In questo orizzonte, certo impegnativo, ma non tragico, certo pieno di insidie, ma non privo di opportunità, dobbiamo riconoscere che la riscoperta della “misericordia”, che papa Francesco ha collocato al centro del suo pontificato, porta a una lettura nuova della autorità. Se la “forma della comunione” è la misericordia, nessuno può certo illudersi di “essere al proprio inizio”, ma nessun altro può essere autorevole se non “facendogli credito” e “riconoscendolo”. Ciò che Francesco ha recuperato, con il non piccolo vantaggio “immeritato” di venire “dalla fine del mondo”, è questa elementare “complicazione” della questione. Per troppi decenni ci siamo “incartati” in Europa – dentro e fuori della Chiesa – in una lotta senza quartiere “dei diritti e dei doveri”, giocando gli uni contro gli altri: i “valori” contro le “sfrenatezze”, le dottrine contro le indiscipline. Questa via, di per sé comprensibile, è segnata da una dose molto grande di “cecità”, perché cade nella trappola che vorrebbe evitare. Papa Francesco ha capito che non serve “polarizzare”, ma rilanciare la discussione e la vita su un livello più alto e, insieme, più basso! Perché l’autorità della misericordia sta più in basso del potere: sta alla origine di ogni autorevolezza, sta in quello “stare per”, che è logica elementare di ogni comunione. Per questo la “piramide” della Chiesa è necessariamente “capovolta”. Dio non è anzitutto sul “trono dell’altissimo”, ma è ”intimior intimo meo”. Il luogo della accoglienza della grazia – da Dio e dal prossimo – è il punto di origine della autorità e della libertà. Dio è Signore perché sempre fedele alla misericordia. Una “spietata difesa della verità” risulta così una contraddizione in termini.

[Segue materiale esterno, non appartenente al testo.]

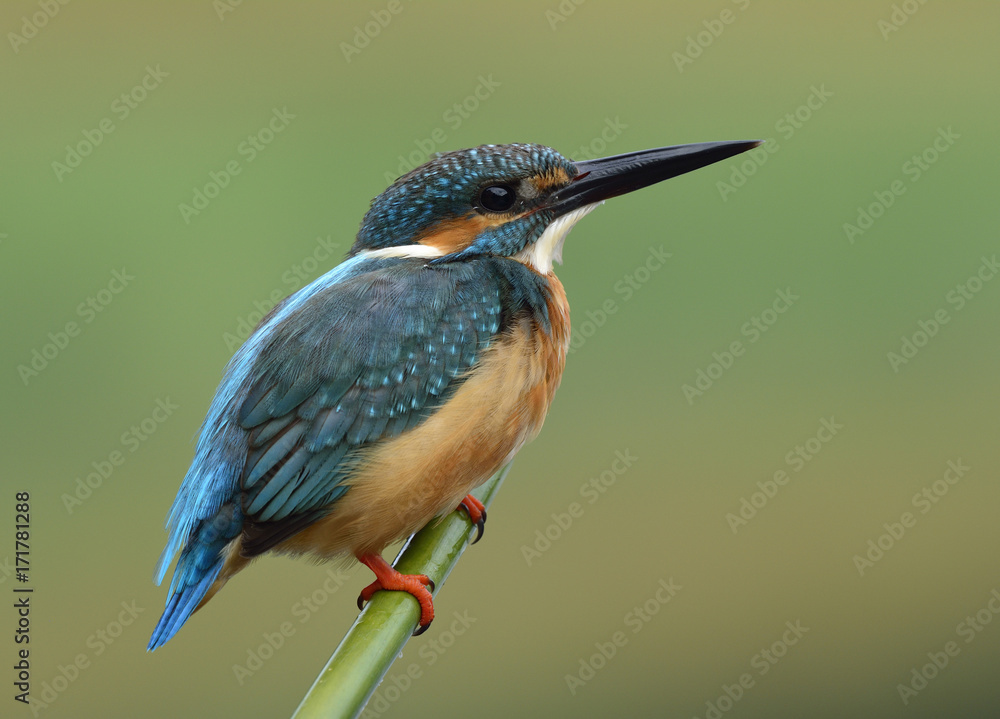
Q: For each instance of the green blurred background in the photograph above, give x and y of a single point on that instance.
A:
(561, 75)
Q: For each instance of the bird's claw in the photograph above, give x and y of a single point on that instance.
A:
(477, 513)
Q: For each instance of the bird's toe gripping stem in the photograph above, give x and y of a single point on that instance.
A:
(386, 577)
(477, 513)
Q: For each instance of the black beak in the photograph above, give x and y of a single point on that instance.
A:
(612, 176)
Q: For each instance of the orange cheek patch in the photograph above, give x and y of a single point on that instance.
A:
(455, 235)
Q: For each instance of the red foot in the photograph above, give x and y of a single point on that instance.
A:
(388, 578)
(477, 513)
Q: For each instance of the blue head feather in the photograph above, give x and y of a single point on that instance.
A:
(446, 187)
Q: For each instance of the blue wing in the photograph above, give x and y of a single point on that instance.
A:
(362, 362)
(362, 354)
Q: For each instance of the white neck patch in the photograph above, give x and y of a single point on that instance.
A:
(548, 248)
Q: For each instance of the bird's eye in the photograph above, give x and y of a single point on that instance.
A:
(497, 198)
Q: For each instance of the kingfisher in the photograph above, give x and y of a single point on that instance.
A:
(376, 398)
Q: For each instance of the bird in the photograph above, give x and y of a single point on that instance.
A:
(377, 397)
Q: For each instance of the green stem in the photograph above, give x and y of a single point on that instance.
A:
(381, 630)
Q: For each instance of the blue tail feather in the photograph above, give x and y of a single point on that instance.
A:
(196, 570)
(180, 605)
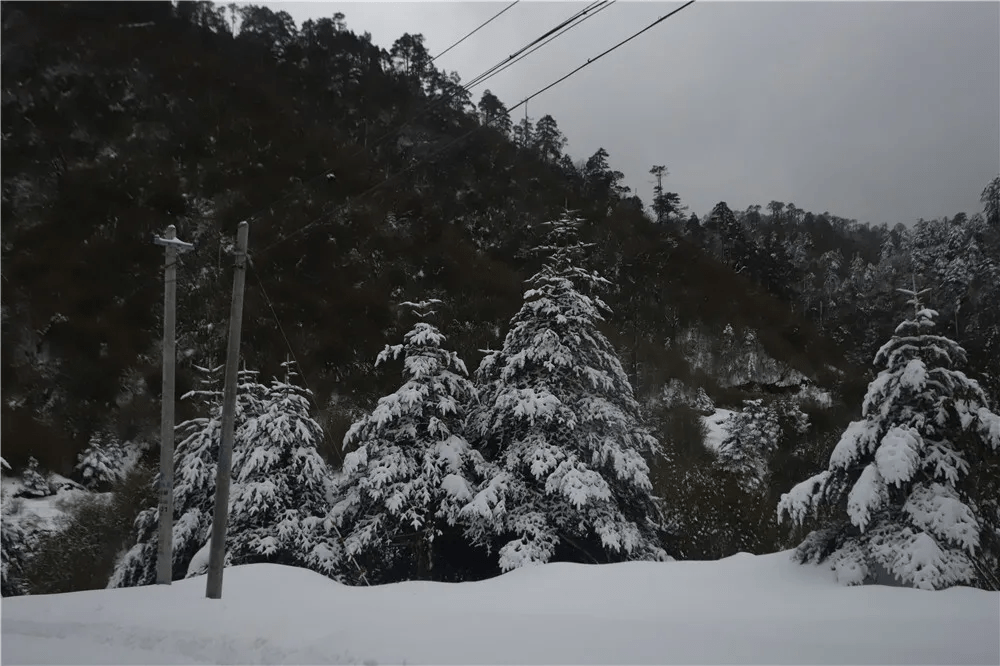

Questa prospettiva “complicata” – ma più semplice – diventa motivo di pensieri nuovi e di azioni rinnovate: l’esercizio della autorità è messo alla prova dalla misericordia, non come sua componente, ma come suo principio. Questo principio “dà forma” al “servizio” come massima autorità. Per questo il papa chiede al popolo di pregare per lui; per questo decide di prendersi cura delle “periferie” prima che del centro; per questo nomina “pastori degli ultimi” come “primi (o arci) vescovi”. In questo clima – teorico e pratico – la misericordia, ripartendo dalle periferie, si sprovincializza e diventa centrale. Non senza qualche soprassalto di sana (si fa per dire) spietatezza: come sempre molto autoritaria, ma per questo priva di autorità.